Como observa o professor Mauro Osorio, especialista na economia fluminense, “O Rio de Janeiro se constrói hegemonicamente como um espaço de articulação nacional, derivando incialmente seu dinamismo econômico-social de fato de ser principal porto brasileiro e centro militar e, posteriormente, de ser a Capital da República e centro cultural, político e econômico – como sede do poder, centro financeiro do país e sede de empresas públicas e privadas que atuam no território brasileiro e mesmo latino-americano”. Essa centralidade começa a cair por terra muito antes de Brasília ser construída, como pensa o senso comum. A partir de 1870 há uma progressiva perda de importância relativa. E isso está em consonância com a mudança do café para melhores terras no Vale do Paraíba. Se o Rio era o coração financeiro do Brasil, o café era o sangue que corria nas veias da capital federal. Um não conseguiria sobreviver, portanto, sem o outro.

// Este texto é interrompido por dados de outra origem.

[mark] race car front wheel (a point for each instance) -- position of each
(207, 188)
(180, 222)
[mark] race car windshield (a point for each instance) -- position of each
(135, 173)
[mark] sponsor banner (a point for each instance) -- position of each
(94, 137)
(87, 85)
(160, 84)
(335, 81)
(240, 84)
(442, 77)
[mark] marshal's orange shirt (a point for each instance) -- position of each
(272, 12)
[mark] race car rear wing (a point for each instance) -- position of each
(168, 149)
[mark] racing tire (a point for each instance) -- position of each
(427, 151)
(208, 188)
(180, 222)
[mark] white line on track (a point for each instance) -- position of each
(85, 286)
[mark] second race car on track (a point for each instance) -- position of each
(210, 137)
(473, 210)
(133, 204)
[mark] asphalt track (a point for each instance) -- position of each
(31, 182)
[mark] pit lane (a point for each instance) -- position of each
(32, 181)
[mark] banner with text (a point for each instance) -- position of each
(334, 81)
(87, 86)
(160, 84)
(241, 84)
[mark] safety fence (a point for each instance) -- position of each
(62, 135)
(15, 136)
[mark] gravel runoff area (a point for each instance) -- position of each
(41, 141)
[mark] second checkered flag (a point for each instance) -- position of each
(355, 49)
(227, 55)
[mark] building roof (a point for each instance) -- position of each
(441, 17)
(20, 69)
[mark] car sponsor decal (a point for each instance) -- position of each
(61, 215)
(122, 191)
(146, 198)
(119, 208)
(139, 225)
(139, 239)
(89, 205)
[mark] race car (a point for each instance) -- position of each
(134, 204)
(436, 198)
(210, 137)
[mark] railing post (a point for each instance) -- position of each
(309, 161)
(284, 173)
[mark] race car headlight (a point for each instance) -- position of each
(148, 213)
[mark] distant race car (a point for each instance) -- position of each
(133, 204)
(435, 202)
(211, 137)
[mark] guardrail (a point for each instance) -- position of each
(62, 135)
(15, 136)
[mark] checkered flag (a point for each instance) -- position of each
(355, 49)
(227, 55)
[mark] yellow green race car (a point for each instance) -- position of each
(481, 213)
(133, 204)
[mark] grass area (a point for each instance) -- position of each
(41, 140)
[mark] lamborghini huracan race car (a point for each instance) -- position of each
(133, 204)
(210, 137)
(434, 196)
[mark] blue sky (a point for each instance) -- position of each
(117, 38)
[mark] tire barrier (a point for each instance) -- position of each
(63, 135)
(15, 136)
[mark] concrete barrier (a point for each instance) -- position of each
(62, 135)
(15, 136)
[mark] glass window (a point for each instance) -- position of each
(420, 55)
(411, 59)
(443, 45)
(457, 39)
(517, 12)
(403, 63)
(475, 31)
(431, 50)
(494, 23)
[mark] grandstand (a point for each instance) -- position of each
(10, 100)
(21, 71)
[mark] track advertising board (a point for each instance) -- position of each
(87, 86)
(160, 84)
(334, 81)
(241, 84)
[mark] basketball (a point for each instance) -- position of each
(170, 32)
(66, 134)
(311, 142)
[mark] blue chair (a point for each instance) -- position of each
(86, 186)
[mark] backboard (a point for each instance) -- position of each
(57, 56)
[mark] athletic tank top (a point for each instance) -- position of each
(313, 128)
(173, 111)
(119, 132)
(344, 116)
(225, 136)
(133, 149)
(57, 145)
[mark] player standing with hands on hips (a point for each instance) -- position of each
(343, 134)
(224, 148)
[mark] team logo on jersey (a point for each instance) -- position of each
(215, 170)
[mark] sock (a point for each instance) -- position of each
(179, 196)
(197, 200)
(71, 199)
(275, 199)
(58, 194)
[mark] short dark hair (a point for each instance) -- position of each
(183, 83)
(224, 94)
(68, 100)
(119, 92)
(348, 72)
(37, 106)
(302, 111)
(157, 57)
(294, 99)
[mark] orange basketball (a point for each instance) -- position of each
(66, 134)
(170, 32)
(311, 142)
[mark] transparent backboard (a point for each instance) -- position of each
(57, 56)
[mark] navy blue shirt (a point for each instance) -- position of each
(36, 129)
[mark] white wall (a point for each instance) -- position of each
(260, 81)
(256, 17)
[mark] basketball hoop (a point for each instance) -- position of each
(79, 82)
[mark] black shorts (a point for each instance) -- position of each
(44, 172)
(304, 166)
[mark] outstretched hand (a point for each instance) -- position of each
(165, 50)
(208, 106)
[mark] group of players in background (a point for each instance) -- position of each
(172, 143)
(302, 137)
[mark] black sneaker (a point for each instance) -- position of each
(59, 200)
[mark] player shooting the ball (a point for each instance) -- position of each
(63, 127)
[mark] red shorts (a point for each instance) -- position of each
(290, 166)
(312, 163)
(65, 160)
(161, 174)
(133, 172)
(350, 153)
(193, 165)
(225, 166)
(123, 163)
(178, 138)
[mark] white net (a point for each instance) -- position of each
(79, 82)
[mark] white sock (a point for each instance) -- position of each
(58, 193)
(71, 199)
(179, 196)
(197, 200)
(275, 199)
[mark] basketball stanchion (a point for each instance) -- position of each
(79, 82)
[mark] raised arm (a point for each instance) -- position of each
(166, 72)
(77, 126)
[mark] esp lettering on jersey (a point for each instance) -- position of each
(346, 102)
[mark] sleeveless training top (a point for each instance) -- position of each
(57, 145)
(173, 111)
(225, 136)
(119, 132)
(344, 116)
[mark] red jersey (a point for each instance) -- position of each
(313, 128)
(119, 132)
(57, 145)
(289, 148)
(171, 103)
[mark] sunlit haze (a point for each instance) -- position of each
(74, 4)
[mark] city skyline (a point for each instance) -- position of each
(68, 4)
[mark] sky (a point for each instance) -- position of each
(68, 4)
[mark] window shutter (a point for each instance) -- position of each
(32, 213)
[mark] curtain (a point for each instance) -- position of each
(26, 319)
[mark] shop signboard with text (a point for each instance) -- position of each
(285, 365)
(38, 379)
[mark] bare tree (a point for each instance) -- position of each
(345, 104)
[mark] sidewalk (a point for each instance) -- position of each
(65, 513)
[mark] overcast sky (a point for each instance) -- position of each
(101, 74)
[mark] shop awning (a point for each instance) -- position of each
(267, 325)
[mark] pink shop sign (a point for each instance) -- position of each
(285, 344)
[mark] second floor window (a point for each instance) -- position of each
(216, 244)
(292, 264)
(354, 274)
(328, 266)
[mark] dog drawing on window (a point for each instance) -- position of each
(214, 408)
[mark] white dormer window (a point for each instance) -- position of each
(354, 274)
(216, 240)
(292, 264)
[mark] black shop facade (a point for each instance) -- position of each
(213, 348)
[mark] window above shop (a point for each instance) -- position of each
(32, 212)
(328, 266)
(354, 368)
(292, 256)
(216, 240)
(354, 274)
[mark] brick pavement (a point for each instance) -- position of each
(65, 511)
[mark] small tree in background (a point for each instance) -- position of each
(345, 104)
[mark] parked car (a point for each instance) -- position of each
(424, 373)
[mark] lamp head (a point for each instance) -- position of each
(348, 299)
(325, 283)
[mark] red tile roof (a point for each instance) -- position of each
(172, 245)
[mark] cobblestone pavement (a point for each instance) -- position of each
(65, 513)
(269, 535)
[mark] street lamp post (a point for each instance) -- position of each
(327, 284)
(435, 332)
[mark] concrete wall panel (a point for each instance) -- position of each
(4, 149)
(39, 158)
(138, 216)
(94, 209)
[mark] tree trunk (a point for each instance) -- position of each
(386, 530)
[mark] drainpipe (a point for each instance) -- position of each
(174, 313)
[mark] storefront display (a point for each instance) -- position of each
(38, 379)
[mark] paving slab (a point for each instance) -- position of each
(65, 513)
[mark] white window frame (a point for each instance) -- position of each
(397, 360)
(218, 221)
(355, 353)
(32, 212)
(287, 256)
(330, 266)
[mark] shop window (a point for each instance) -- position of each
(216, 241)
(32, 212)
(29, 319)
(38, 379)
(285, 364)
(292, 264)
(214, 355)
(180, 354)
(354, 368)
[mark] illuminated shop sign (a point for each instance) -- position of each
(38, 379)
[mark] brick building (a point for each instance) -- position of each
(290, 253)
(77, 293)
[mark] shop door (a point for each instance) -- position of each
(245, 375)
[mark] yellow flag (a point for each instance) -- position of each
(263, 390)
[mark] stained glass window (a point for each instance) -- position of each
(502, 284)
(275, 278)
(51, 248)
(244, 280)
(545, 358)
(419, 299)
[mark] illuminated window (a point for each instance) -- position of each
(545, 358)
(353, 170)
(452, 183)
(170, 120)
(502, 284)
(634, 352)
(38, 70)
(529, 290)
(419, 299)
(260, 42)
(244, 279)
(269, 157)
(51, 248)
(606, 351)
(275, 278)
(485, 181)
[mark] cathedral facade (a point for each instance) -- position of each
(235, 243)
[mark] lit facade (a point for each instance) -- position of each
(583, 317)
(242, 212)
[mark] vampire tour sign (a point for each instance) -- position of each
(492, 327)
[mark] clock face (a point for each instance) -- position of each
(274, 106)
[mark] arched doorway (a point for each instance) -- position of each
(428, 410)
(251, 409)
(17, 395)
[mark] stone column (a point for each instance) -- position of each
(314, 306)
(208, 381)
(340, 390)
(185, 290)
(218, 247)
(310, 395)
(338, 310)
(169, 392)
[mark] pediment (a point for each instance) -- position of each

Carlos Lessa, outro grande especialista no tema, qualifica a relação entre um e outro: “Sem qualquer exagero, o café como atividade econômica central, nasceu literalmente no interior da cidade do Rio da Janeiro”. Não é de se espantar, portanto, que a crise de um inicia a crise do outro. Seria possível imaginar, entretanto, que o declínio do café no Estado fosse compensando por alguma ação empreendedora no setor industrial. Há, de fato, um crescimento industrial – sobretudo da indústria têxtil – no final do século XIX, mas isso é apenas marginal. O que de fato ocorre é que a redução da renda derivada do café acaba por também reduzir a produção industrial.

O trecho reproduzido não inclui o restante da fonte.